Une coopérative de travailleurs actionnaire est une coopérative constituée d’employés d’une société par actions. La coopérative acquiert une partie ou la totalité des actions de la société qui emploie ses membres et les membres souscrivent à des parts de la CTA. Les membres de la CTA sont donc collectivement actionnaires de la société. Contrairement aux autres formes de coopérative, la CTA ne peut pas faire d’autres investissements pour assurer sa survie, elle peut uniquement investir dans la société qui emploie ses membres.
Lorsque ce modèle d’entreprise est utilisé dans une optique de repreneuriat, il agit comme un modèle transitoire entre la société par actions et la coopérative de travail. La relation de dépendance prévue par la loi fonctionne, car la CTA ne demeurera pas dans cet état indéfiniment.
L’autre utilisation de la CTA est lorsqu’une société par actions éprouve des difficultés financières. Les employés sont alors sollicités pour injecter collectivement des capitaux dans la société. Si le projet prévoit une fin de vie à la CTA lorsque la société par actions aura retrouvé la santé financière, la relation de dépendance peut être supportable.
Par contre, lorsque la CTA est mise en place et qu’il n’y a aucun projet de racheter la totalité des actions de la société ou qu’aucune fin de vie n’est prévue en fonction du recouvrement de la santé financière par la société par actions, la relation de dépendance peut devenir toxique.
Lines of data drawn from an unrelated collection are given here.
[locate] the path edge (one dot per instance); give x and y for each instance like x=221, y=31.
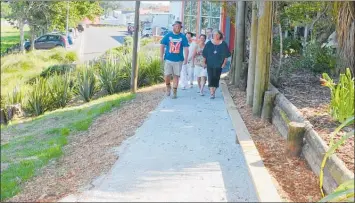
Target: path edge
x=262, y=181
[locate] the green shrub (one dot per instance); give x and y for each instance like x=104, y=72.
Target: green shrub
x=345, y=191
x=342, y=95
x=146, y=41
x=15, y=97
x=39, y=98
x=60, y=90
x=56, y=69
x=86, y=83
x=318, y=59
x=109, y=75
x=71, y=56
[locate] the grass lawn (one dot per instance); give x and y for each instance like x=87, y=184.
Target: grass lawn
x=35, y=142
x=10, y=36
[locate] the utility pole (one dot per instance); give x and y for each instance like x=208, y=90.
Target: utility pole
x=134, y=75
x=67, y=27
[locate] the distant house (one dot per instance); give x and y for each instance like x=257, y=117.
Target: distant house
x=199, y=15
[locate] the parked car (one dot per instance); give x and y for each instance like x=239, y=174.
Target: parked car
x=146, y=32
x=48, y=41
x=130, y=28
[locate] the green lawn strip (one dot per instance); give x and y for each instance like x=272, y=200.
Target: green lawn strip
x=11, y=36
x=42, y=141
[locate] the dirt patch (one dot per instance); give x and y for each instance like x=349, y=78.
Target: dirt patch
x=295, y=180
x=90, y=154
x=303, y=89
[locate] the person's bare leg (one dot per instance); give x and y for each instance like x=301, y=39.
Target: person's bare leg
x=168, y=85
x=199, y=82
x=175, y=85
x=203, y=83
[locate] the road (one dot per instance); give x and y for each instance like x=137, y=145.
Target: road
x=97, y=40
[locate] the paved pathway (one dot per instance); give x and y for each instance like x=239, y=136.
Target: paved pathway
x=185, y=151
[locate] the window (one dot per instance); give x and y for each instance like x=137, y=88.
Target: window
x=190, y=15
x=210, y=15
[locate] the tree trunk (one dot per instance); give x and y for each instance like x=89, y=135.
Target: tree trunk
x=22, y=36
x=295, y=137
x=263, y=55
x=277, y=74
x=252, y=55
x=240, y=42
x=268, y=105
x=134, y=75
x=295, y=32
x=33, y=37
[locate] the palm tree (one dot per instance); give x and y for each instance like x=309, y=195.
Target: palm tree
x=345, y=21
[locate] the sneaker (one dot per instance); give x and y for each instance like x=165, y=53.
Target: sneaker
x=174, y=93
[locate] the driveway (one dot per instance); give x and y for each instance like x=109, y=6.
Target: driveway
x=97, y=40
x=185, y=151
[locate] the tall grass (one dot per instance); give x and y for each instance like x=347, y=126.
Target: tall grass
x=109, y=75
x=342, y=95
x=60, y=90
x=86, y=84
x=39, y=98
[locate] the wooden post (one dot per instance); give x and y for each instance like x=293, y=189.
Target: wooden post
x=268, y=105
x=134, y=75
x=263, y=55
x=252, y=54
x=240, y=41
x=243, y=76
x=295, y=137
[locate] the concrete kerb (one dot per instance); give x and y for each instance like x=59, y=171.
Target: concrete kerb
x=264, y=187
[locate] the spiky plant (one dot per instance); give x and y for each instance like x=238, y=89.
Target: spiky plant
x=110, y=75
x=60, y=89
x=39, y=98
x=86, y=83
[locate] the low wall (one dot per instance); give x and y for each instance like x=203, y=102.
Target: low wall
x=314, y=148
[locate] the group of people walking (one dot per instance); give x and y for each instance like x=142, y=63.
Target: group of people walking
x=186, y=60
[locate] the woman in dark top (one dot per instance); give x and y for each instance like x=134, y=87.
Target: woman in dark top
x=215, y=53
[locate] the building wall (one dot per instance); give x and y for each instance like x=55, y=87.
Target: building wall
x=175, y=9
x=199, y=25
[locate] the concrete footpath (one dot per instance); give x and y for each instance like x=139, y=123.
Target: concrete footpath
x=185, y=151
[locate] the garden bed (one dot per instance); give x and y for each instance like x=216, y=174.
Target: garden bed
x=295, y=180
x=302, y=88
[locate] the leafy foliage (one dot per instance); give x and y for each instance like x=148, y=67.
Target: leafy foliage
x=290, y=46
x=345, y=192
x=342, y=95
x=39, y=98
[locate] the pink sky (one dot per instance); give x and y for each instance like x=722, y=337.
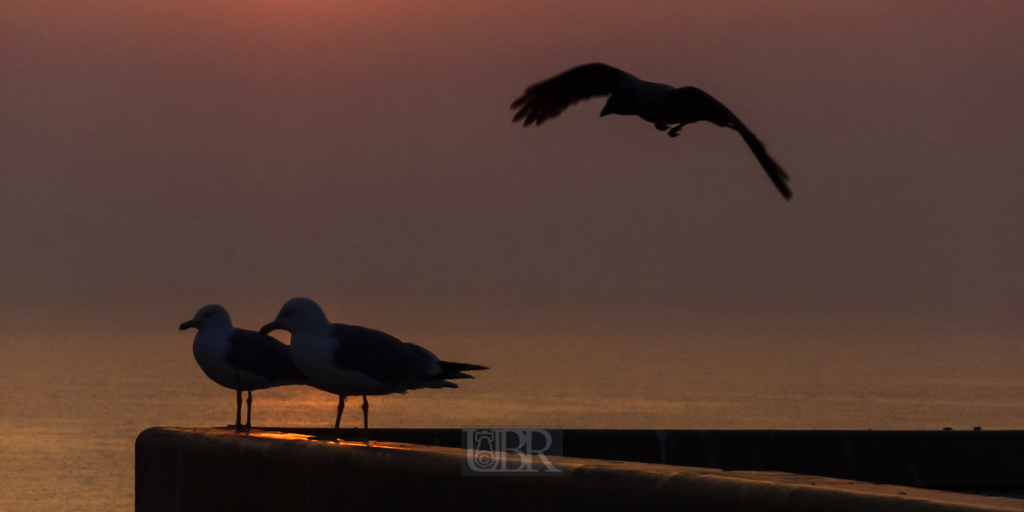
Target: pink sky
x=159, y=156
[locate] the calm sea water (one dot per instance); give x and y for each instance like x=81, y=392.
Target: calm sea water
x=71, y=408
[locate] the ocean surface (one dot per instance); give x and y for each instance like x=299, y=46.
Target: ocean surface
x=71, y=407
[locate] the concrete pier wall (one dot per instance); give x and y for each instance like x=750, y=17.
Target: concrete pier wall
x=218, y=470
x=961, y=460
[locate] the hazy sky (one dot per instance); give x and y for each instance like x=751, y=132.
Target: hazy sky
x=159, y=156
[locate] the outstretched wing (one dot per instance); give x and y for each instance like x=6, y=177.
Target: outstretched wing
x=547, y=99
x=695, y=104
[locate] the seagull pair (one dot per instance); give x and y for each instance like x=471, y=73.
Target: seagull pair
x=668, y=108
x=334, y=357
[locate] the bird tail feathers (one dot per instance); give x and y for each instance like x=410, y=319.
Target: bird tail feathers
x=775, y=172
x=455, y=370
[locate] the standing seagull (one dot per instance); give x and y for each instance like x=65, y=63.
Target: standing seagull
x=628, y=95
x=240, y=359
x=353, y=360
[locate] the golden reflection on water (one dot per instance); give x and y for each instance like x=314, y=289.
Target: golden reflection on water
x=70, y=414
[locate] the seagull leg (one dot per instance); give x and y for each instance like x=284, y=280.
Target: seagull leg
x=337, y=421
x=249, y=410
x=366, y=419
x=238, y=410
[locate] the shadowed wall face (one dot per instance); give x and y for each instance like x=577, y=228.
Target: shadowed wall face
x=158, y=157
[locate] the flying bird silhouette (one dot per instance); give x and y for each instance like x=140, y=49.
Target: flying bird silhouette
x=668, y=108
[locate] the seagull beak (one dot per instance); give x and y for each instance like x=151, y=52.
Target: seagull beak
x=273, y=326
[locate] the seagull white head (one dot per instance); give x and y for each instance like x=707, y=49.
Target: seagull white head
x=212, y=316
x=298, y=314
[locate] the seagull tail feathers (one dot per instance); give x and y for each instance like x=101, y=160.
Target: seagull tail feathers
x=455, y=370
x=775, y=172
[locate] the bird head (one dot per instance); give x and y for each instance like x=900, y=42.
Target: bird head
x=212, y=316
x=298, y=314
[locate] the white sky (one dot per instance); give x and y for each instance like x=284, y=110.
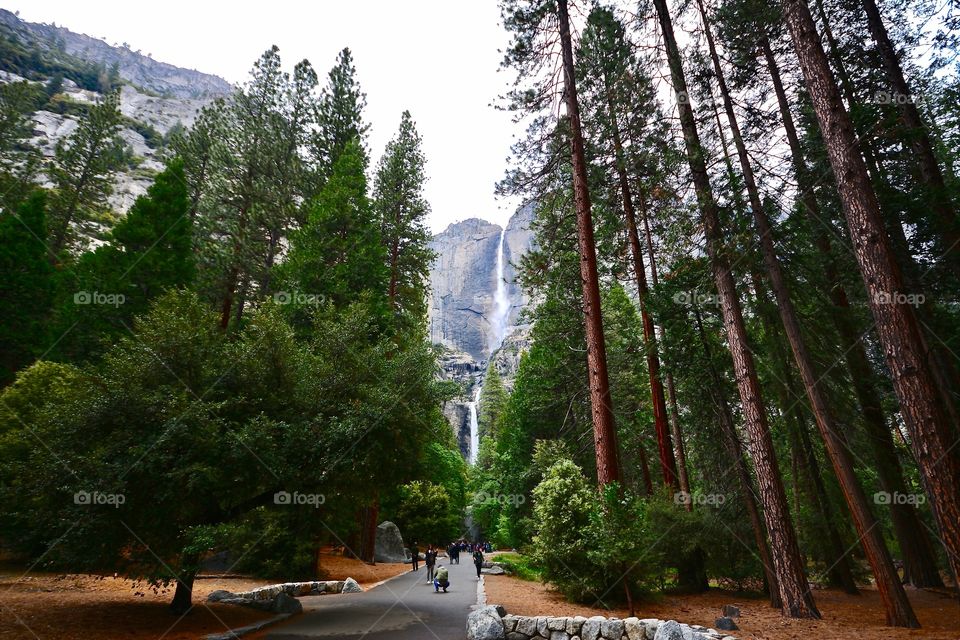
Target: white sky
x=437, y=58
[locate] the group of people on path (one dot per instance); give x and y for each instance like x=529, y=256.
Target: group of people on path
x=439, y=576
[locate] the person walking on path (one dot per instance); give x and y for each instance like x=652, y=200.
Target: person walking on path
x=478, y=560
x=430, y=560
x=442, y=581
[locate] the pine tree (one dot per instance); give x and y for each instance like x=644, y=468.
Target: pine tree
x=148, y=252
x=338, y=254
x=923, y=404
x=339, y=115
x=27, y=286
x=493, y=399
x=796, y=598
x=402, y=210
x=82, y=172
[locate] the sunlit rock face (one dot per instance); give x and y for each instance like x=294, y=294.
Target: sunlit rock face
x=464, y=316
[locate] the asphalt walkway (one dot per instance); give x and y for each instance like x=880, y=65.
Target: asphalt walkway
x=403, y=608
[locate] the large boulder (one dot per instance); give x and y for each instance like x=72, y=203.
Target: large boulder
x=351, y=586
x=485, y=623
x=669, y=630
x=389, y=544
x=284, y=603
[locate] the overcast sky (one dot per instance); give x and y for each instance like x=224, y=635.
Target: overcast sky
x=437, y=58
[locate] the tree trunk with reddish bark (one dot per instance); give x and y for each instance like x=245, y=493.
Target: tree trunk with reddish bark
x=919, y=562
x=795, y=594
x=899, y=613
x=922, y=407
x=604, y=432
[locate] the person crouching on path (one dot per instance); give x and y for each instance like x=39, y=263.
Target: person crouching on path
x=442, y=580
x=430, y=561
x=478, y=560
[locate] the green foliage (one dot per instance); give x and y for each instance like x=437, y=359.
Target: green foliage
x=337, y=255
x=26, y=288
x=493, y=400
x=339, y=117
x=148, y=252
x=82, y=173
x=402, y=210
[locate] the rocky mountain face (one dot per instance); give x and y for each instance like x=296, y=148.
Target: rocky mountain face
x=154, y=96
x=463, y=310
x=142, y=71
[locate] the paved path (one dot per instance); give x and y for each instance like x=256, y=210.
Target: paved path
x=404, y=608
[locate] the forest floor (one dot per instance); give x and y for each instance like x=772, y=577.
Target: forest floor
x=844, y=616
x=74, y=607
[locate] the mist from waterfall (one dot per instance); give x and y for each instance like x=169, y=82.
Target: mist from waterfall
x=498, y=331
x=474, y=426
x=501, y=302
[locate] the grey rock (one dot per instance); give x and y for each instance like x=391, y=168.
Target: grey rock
x=634, y=629
x=388, y=546
x=726, y=624
x=612, y=629
x=651, y=625
x=556, y=624
x=484, y=623
x=669, y=630
x=350, y=586
x=527, y=626
x=591, y=628
x=286, y=604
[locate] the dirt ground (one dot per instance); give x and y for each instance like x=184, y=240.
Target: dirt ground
x=844, y=616
x=42, y=606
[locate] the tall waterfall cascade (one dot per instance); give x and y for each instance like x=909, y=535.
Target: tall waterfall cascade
x=498, y=330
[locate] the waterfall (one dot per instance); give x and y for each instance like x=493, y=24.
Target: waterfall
x=501, y=302
x=474, y=427
x=498, y=330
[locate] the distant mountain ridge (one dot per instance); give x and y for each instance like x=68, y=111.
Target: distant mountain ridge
x=151, y=75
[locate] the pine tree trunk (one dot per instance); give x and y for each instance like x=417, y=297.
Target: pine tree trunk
x=668, y=463
x=604, y=432
x=898, y=610
x=735, y=449
x=920, y=566
x=918, y=139
x=795, y=594
x=921, y=405
x=675, y=428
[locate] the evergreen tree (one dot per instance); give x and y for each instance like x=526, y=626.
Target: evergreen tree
x=26, y=288
x=339, y=117
x=338, y=255
x=402, y=211
x=493, y=400
x=82, y=173
x=147, y=253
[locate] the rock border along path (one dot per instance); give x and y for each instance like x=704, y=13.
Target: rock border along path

Elle contraint la CTA à une lente agonie s’il n’y a pas de maintien ou de croissance du nombre de membres et si aucun mécanisme de transfert de liquidités vers la coopérative n’est mis en place. N’ayant aucune source de revenu externe, elle se retrouve à utiliser l’argent de la souscription des parts des nouveaux membres pour rembourser les parts des membres sortants, s’apparentant ainsi à un système de Ponzi. À partir de ce moment, on assiste à une glissade de l’attractivité de la CTA et, par la même occasion, à une détérioration de sa vitalité associative. Cela ne fait qu’accentuer son problème de liquidités et peut mener à sa liquidation.
C’est pourquoi la FQCF a demandé au gouvernement d’accorder aux CTA les mêmes droits de développement dont les autres types de coopératives bénéficient, comme la possibilité d’effectuer des investissements et de clarifier le nombre de représentants de la CTA au conseil d’administration de la société qui emploie ses membres. La Fédération a également demandé des ajouts au projet de loi pour favoriser une meilleure compréhension du caractère distinctif des coopératives, pour améliorer la gouvernance et pour préciser l’utilisation comptable du surplus d’apports.
Le ministre s’est montré très à l’écoute et semblait avoir un réel souci de trouver des solutions aux problèmes soulevés. Espérons que cela se traduira par des changements concrets dans la Loi sur les coopératives. Le milieu coopératif ne peut pas se permettre d’attendre encore 10 ans pour régler ces problèmes.